Peggy rolls her eyes at him. He’s sweet, but it’s a stupid, loyal kind of sweet, like an old family dog. “I’m no Margie Cutler, is what I’m saying.”

“What’s that got to do with anything?”

“Did you know this is my second war?”

She knows Hawkeye didn’t know that, because she doesn’t talk about it. Peggy Bigelow is calm and competent under pressure because that’s her nature, not because she’s done this all before. She can be an example of professionalism for the newer, more frightened nurses without having to lay bare the reality of war for them—the fact that while this will certainly be Peggy’s last war, it may not be theirs.

She also thinks it will be Hawkeye’s last war. Handsome though he still is, Peggy has watched a weariness overtake him as the months wear on, turning his hair prematurely grey and his face alternately puffy with fatigue and haggard with stress. And yet he never fails in his efforts to cheer up everyone else.

Hawkeye, of everyone, knows the importance of keeping up appearances.

“I didn’t know that,” he says. There’s something new in his eyes when he looks back to her—respect, she thinks, and sorrow. “I must say, you look fantastic for your advanced age.”

“I’d tread carefully if I were you and I wanted to collect on that rain check at some point,” Peggy says, though he hasn’t actually offended her in the slightest. She only wants to make Hawkeye smile again rather than watching her so sadly. “I wear makeup because I’m not as pretty as Major Houlihan and I have to if I want to be taken seriously at all. I wear less than she does because I’m thirty-eight years old and I’m tired.”

Hawkeye does smile at that, but it’s a sad one still. He laughs, too, even though none of it is really funny. “What does that make me, then, if I don’t wear any?”

Post-op is depressing enough without talking about cyclical wars and getting old. Hawkeye likes Peggy because she’s funny, and she likes herself better that way too.

She flashes him a grin.

“You could start. In fact, I have a few products I’m not using right here; you’re welcome to them.”

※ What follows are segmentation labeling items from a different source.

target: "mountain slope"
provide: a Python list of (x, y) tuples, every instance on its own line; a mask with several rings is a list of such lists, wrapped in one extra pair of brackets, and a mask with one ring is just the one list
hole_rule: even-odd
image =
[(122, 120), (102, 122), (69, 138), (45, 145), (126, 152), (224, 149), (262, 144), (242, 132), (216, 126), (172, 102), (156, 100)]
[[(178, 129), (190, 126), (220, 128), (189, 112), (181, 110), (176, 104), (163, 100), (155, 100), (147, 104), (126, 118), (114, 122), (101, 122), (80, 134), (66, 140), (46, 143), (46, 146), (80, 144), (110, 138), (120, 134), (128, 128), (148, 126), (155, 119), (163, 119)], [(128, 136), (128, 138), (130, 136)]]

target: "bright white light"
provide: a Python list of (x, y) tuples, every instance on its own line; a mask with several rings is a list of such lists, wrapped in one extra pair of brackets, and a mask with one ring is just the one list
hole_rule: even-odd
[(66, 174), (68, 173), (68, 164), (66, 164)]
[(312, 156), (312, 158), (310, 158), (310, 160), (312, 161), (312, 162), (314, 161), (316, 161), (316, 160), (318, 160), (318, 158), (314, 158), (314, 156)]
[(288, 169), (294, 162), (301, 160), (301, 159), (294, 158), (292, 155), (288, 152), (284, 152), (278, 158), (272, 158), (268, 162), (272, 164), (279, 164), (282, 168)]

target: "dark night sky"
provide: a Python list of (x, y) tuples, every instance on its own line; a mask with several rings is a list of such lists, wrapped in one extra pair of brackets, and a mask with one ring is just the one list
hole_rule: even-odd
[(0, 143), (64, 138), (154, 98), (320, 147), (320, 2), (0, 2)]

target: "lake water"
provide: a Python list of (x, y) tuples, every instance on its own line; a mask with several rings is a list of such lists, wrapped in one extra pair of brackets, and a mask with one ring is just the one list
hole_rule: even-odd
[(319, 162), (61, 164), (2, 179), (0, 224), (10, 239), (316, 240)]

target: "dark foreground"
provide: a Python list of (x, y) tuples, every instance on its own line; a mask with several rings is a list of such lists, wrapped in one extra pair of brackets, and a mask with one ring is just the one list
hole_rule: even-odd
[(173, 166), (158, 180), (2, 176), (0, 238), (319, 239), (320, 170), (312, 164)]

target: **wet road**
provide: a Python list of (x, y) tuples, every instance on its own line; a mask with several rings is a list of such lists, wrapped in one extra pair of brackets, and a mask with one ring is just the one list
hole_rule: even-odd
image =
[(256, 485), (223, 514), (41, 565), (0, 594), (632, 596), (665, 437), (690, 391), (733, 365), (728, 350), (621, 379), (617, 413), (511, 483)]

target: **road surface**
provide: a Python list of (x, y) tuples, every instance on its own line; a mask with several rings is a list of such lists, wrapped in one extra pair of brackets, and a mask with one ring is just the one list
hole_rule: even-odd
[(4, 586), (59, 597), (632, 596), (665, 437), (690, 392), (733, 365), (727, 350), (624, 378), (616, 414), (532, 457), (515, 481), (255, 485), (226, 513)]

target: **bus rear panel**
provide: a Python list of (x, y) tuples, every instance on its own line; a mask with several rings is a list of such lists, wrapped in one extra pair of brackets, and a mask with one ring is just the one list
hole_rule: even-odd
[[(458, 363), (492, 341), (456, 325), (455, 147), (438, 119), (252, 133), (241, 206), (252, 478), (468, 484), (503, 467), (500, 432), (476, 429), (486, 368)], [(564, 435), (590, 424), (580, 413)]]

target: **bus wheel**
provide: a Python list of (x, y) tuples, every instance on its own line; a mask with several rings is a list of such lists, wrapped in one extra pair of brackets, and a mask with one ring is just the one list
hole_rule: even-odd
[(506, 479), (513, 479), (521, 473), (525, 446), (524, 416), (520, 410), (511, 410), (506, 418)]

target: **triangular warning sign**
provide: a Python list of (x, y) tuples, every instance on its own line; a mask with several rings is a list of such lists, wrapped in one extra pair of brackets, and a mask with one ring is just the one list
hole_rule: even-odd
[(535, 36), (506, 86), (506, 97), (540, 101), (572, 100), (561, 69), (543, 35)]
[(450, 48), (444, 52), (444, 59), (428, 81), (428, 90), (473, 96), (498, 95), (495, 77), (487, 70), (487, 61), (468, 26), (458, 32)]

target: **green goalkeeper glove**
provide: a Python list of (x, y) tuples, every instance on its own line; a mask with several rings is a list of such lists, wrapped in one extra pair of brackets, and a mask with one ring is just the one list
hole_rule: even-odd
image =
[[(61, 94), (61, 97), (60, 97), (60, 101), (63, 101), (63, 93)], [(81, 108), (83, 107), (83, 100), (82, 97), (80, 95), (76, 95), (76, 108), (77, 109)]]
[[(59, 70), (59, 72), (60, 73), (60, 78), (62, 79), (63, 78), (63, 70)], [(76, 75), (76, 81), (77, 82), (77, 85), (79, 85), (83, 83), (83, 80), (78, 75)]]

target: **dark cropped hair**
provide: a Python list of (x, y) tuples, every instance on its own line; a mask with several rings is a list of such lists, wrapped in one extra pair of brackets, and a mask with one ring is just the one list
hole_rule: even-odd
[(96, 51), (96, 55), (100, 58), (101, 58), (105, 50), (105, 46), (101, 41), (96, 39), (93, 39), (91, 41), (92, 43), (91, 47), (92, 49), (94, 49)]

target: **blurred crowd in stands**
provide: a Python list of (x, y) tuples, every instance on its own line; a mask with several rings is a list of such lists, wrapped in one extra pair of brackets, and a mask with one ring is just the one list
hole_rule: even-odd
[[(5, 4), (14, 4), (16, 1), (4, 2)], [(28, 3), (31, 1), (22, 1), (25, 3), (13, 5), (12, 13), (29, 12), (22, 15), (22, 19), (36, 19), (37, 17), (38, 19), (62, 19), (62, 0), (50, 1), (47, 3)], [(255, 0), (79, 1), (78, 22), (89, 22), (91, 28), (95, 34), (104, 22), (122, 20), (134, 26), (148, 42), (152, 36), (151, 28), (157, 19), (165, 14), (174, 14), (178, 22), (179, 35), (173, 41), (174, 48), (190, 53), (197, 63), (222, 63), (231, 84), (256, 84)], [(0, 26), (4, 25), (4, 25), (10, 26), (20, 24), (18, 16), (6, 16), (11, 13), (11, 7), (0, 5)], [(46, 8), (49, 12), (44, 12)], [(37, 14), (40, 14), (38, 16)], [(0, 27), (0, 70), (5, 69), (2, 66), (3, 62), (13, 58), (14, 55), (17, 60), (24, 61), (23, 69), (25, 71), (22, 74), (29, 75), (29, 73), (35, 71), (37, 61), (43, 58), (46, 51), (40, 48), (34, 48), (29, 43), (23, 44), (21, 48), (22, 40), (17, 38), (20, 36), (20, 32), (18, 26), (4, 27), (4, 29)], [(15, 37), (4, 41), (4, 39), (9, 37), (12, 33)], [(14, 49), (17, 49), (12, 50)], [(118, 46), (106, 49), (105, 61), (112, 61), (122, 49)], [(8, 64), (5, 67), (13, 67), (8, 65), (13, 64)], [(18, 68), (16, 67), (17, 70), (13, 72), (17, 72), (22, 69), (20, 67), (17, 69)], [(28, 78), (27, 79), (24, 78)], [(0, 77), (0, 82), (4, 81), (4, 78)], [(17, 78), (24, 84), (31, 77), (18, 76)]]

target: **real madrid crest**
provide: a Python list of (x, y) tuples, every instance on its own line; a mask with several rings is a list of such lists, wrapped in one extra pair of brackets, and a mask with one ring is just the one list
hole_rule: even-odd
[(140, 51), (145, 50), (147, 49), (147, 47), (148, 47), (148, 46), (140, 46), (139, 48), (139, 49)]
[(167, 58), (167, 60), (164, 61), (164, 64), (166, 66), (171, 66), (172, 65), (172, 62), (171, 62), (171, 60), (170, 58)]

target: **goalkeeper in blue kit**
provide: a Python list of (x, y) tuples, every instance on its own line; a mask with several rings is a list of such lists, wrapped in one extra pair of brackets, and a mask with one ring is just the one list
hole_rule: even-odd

“Just the thing to finally send Margaret off the deep end,” Hawkeye says cheerfully, as though the mood has only ever been light. Peggy doesn’t know how he does it so easily. “How about a deal? You wear it, and I’ll kiss it off you. That way you can make sure it’s being properly applied.”

Major Houlihan would have kittens if she knew what uses her gift was being put to. That only makes Peggy want to do it more.

“Deal. Now go waste time somewhere else, before Major Houlihan sees you hovering and thinks she’s killed me after all.”

Hawkeye leaves with a jaunty salute and a blown kiss, and Peggy settles back against her pillow and lets the boredom creep back in. Even so, things are looking just the slightest bit brighter. Maybe she and Hawkeye are both putting on a mask for everyone else’s sake, but if they can manage to make each other laugh, maybe that isn’t so bad. It’s something to look forward to, at least.